GitHub is a remarkably popular platform for sharing and collaborating on code. At it’s core, GitHub acts as a Git server that lets you easily create upstream, bare repos. Recall that bare repos are repos that let you and your collaborators push to and pull from.
GitHub as a service has added a number of features on top of Git that enable quick and easy collaboration (forking and pull requests) as well as a conventional model for how to use the core feature of Git to propose and discuss changes.
The first step to getting started collaborating on a project that’s hosted on GitHub is to fork it. Forking a repo can be thought of cloning a repo, but it clones it from GitHub to GitHub instead of from GitHub to your laptop.
For the curious, forking is essentially the same as running
git clone --bare https://github.com/UPSTREAM/repo https://github.com/YOUR/repo
GitHub has a really nice writeup on how to fork a repo.
Once you’ve forked a project’s repository, the next step is to make a branch for adding your feature. We’ve discussed branches a little bit before. For those interested in really extending their knowledge of how Git works though, you should definitely check out Learn Git Branching.

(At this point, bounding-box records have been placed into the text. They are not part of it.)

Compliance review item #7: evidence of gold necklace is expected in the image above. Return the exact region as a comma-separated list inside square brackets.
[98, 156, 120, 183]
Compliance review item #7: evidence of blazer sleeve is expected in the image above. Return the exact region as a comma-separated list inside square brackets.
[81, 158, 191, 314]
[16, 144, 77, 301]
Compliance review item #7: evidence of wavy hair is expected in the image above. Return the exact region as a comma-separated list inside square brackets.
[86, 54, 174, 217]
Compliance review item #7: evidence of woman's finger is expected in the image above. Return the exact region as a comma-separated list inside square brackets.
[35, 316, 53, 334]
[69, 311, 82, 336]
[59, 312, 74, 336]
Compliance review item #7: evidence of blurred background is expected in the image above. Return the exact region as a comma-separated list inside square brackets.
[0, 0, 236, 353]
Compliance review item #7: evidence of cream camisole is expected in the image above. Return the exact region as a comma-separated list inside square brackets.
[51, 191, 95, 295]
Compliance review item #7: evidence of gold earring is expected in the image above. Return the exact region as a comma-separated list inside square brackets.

GitHub markets this model as “the GitHub Flow”. There’s a nice visualization of how this works online.
The step to actually get people discussing or accepting your changes into a repo on GitHub is to make a pull request. This works by sending something of a notification that you’ve pushed code to your fork that you’d like the upstream repo to take a look at.
As you might expect, GitHub has a nice tutorial for how to make a Pull Request as well.